Object Lab: Encounters With Art

Students visit the Object Lab for the course Modern Pleasure, taught by Margaux Cowden, visiting professor of women’s, gender and sexuality studies.

The Williams College Museum of Art (WCMA) has transformed the Blashfield Gallery into the Object Lab, a space where students can have close encounters with artworks to deepen their understanding of the subjects covered in classes across the curriculum.

Ten faculty members teaching courses including Africana studies, biology, math and theater are taking part this fall in the pilot semester of Object Lab. Each selected between one and eight works from the museum’s collection that speak to the subjects they’re covering. Entire classes visit the gallery several times during the semester, and students return as often as they like. Some projects must be completed within the walls of the lab.

Biology professor Matt Carter is using the Object Lab to help his Neural Systems and Circuits students understand how the eye processes visual inputs. “We’re looking at works of art that highlight motion, some through the use of optical illusion,” he says. “I’m asking students to apply what they’re learning about visual
neural circuitry to what they see on the walls of the museum.”

Professors Peter Low, Elizabeth McGowan, Jason Mientkiewicz and Stefanie Solum have assigned each student in their co-taught Art History 101 class a unique work of art to study over the entire semester. “Object Lab is the ideal environment for our students’ deep engagement with works over time, from their first encounter in September to their sophisticated analysis of an object they have come to know very well by the end of the term,” Solum says.

And James Manigault-Bryant, chair of Africana studies, selected five photographs and three prints from the museum’s collection for his course Introduction to Africana Studies. Each work speaks to a different time period in American history that coincides with one of the novels he’s teaching. “These photographs provide students with alternative reference points to explore the themes we’re addressing through literature,” he says. “Viewing the pictures deepens their understanding of the time periods we’re discussing.”

Because 64 works of art—paintings, photographs, prints and sculpture—fill the gallery space, the Lab provides opportunities for what WCMA director Christina Olsen calls “serendipitous learning.” “Courses and objects rub up against one another inside Object Lab, allowing students and faculty to get ideas from the other courses’ selections,” she says.

The artworks for a course called Modern Pleasure, taught by visiting professor of women’s, gender and sexuality studies Margaux Cowden, hang on the wall alongside those for Manigault-Bryant’s course.

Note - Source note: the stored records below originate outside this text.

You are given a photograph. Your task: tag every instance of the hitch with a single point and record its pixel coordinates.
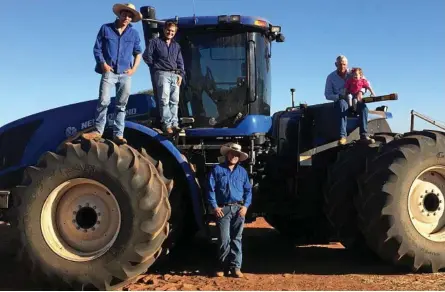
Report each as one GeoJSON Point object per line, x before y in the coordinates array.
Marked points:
{"type": "Point", "coordinates": [425, 118]}
{"type": "Point", "coordinates": [392, 96]}
{"type": "Point", "coordinates": [4, 199]}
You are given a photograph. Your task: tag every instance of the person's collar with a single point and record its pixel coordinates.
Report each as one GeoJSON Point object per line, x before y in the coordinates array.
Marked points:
{"type": "Point", "coordinates": [226, 164]}
{"type": "Point", "coordinates": [116, 22]}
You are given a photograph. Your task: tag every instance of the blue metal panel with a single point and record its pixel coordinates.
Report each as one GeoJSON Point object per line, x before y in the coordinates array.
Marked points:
{"type": "Point", "coordinates": [213, 20]}
{"type": "Point", "coordinates": [193, 187]}
{"type": "Point", "coordinates": [250, 125]}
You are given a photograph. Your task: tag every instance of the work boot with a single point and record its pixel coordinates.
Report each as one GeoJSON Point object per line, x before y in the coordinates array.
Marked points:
{"type": "Point", "coordinates": [342, 141]}
{"type": "Point", "coordinates": [92, 135]}
{"type": "Point", "coordinates": [119, 140]}
{"type": "Point", "coordinates": [237, 273]}
{"type": "Point", "coordinates": [366, 140]}
{"type": "Point", "coordinates": [219, 274]}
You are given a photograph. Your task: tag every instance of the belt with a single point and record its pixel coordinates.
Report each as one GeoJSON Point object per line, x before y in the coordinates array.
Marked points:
{"type": "Point", "coordinates": [173, 71]}
{"type": "Point", "coordinates": [241, 203]}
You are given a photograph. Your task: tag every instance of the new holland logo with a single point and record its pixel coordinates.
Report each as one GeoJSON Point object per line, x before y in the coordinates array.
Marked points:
{"type": "Point", "coordinates": [70, 131]}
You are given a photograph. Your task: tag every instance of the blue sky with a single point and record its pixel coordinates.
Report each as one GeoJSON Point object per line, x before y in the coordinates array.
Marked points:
{"type": "Point", "coordinates": [47, 58]}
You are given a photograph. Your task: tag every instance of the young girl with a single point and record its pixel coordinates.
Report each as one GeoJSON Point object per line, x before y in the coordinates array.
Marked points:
{"type": "Point", "coordinates": [354, 86]}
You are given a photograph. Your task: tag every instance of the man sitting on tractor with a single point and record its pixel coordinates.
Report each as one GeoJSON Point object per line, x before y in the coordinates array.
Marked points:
{"type": "Point", "coordinates": [335, 91]}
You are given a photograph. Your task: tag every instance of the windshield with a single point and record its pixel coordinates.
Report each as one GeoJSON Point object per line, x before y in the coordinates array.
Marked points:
{"type": "Point", "coordinates": [215, 84]}
{"type": "Point", "coordinates": [263, 76]}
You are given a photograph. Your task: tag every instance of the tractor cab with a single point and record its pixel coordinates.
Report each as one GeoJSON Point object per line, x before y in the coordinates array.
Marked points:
{"type": "Point", "coordinates": [227, 66]}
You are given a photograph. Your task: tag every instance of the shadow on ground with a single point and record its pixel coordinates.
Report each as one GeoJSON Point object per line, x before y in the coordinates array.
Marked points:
{"type": "Point", "coordinates": [265, 252]}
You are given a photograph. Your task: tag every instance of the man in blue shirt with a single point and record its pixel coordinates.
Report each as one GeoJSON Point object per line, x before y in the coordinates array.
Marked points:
{"type": "Point", "coordinates": [116, 45]}
{"type": "Point", "coordinates": [163, 56]}
{"type": "Point", "coordinates": [230, 194]}
{"type": "Point", "coordinates": [335, 91]}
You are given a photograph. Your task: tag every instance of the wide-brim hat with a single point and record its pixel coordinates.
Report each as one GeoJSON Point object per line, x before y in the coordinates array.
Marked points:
{"type": "Point", "coordinates": [117, 8]}
{"type": "Point", "coordinates": [234, 147]}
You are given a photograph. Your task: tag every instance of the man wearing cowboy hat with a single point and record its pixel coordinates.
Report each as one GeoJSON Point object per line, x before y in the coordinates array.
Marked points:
{"type": "Point", "coordinates": [116, 45]}
{"type": "Point", "coordinates": [230, 194]}
{"type": "Point", "coordinates": [164, 58]}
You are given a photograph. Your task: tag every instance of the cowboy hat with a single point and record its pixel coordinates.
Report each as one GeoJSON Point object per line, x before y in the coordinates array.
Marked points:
{"type": "Point", "coordinates": [233, 147]}
{"type": "Point", "coordinates": [117, 8]}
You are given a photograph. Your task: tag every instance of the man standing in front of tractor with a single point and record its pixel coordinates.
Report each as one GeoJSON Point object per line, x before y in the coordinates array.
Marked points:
{"type": "Point", "coordinates": [230, 194]}
{"type": "Point", "coordinates": [164, 58]}
{"type": "Point", "coordinates": [335, 91]}
{"type": "Point", "coordinates": [116, 45]}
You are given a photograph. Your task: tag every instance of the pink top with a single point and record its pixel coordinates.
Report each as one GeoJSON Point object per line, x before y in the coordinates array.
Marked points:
{"type": "Point", "coordinates": [353, 85]}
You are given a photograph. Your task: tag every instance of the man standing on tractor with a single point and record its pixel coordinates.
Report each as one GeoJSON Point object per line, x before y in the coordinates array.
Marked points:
{"type": "Point", "coordinates": [116, 45]}
{"type": "Point", "coordinates": [230, 194]}
{"type": "Point", "coordinates": [163, 56]}
{"type": "Point", "coordinates": [335, 91]}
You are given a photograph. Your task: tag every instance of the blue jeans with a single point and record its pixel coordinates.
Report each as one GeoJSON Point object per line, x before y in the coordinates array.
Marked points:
{"type": "Point", "coordinates": [230, 227]}
{"type": "Point", "coordinates": [122, 82]}
{"type": "Point", "coordinates": [342, 109]}
{"type": "Point", "coordinates": [168, 97]}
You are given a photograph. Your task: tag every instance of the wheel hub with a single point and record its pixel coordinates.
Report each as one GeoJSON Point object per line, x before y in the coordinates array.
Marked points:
{"type": "Point", "coordinates": [80, 220]}
{"type": "Point", "coordinates": [426, 203]}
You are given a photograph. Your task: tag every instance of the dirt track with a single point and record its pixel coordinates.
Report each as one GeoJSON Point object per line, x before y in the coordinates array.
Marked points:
{"type": "Point", "coordinates": [270, 263]}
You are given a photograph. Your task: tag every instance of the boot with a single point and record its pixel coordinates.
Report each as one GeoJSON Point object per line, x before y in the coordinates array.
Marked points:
{"type": "Point", "coordinates": [119, 140]}
{"type": "Point", "coordinates": [92, 136]}
{"type": "Point", "coordinates": [237, 273]}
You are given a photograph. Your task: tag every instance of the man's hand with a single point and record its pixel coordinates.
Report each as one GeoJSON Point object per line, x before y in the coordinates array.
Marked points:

Both professors included several Aaron Siskind photographs from the 1930s, and their proximity sparks a conversation across curricular boundaries that might otherwise not have occurred.

Cowden was excited when she heard about the Object Lab pilot semester, because she knows that letting students get very close to the works of art supports more profound understanding. In previous iterations of her course, she depended on slides projected in a darkened classroom. “Physical proximity to art objects allows for a deep engagement that makes students better readers of any text, be it a novel or a work of art,” she says.

Object Lab is open to the public during regular museum hours—including weekends and Thursday evenings. So museum-goers have the opportunity to
see for themselves what Olsen calls “a material manifestation of the liberal arts.”